It is bad enough when resolution of complex global problems is stymied because debates about them generate more heat than light. It is inexcusable when the problem is a simple one with a clear right and wrong answer.
Freedom of expression falls into this category. It is a basic component of the democratic values which have proven to be best means available for societies to enhance the rights and further the interests of all their people.
When religious supremacists, of whatever ideology, in India and elsewhere, want to undermine such rights, they find it useful to smear democracy as an attack on people’s religious values and to present the public with an artificially created “you’re either with us, or against us,” option.
This deliberately obscures the fact that democracy and secularism enables societies to ensure respect between people of different or no faiths. Attacking liberal values only serves to push the agenda of forces which would encourage intolerance and bigotry and which would actually harm freedom of religion and communal harmony.
Of course, Bangladesh is in no position to lecture India about the importance of protecting fundamental rights. While the two nation’s constitutions share similar principles and a commitment to democracy, Bangladesh’s track record in ensuring and enhancing democracy has been far weaker than that of India.
It is also the case that Bangladesh has a poorer record in protecting freedom of expression than India, and this has been most visibly seen in the failure to prevent brutal targeted murders of secularist writers.
But both the rights and trends which the protesting Indian writers are talking about are universal in nature.
Freedom of speech is threatened everywhere, whether from bureaucratic tendencies to enact authoritarian laws abrogating basic rights in the name of the public interest, or from groups that are openly hostile to the notion of democracy itself.
In the context of the ongoing debate in India, Nayantara Saghal’s voice is an important one which deserves to be heard more widely.
Throughout her career, the now 88-year-old writer has been consistent in speaking truth to power when defending democratic values and in upholding the ideals of India’s independence generation.
It is completely mistaken to dismiss her, as some critics are doing now, as standing for an old outdated India, which is being left behind politically by Mr Modi’s successful electoral alliance built on visions of economic development and globalisation.
The values for which she stands are the same core principles that she has defended throughout her life.

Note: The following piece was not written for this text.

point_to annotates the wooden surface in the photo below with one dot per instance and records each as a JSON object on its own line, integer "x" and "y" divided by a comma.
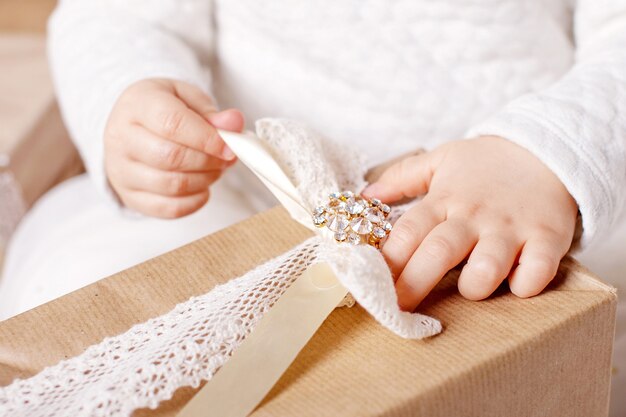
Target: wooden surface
{"x": 25, "y": 15}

Although part of the Nehru family and a cousin of Indira Gandhi, Sahgal wrote widely and critically about autocratic tendencies during the latter’s time as India’s prime minister during the late 1960s and especially during the Emergency rule of the 1970s.
Despite being victimised for her independent stance, Sahgal continued to publish scathing, insightful accounts of Indira Gandhi’s rise and rule during the latter’s years in power.
Sahgal’s steadfastness in upholding liberal values is also reflected in her wide variety of other works, both fiction and non-fiction.
Her forthcoming talks and keynote speech at Dhaka Lit Fest will doubtless be eagerly anticipated and provide much food for thought.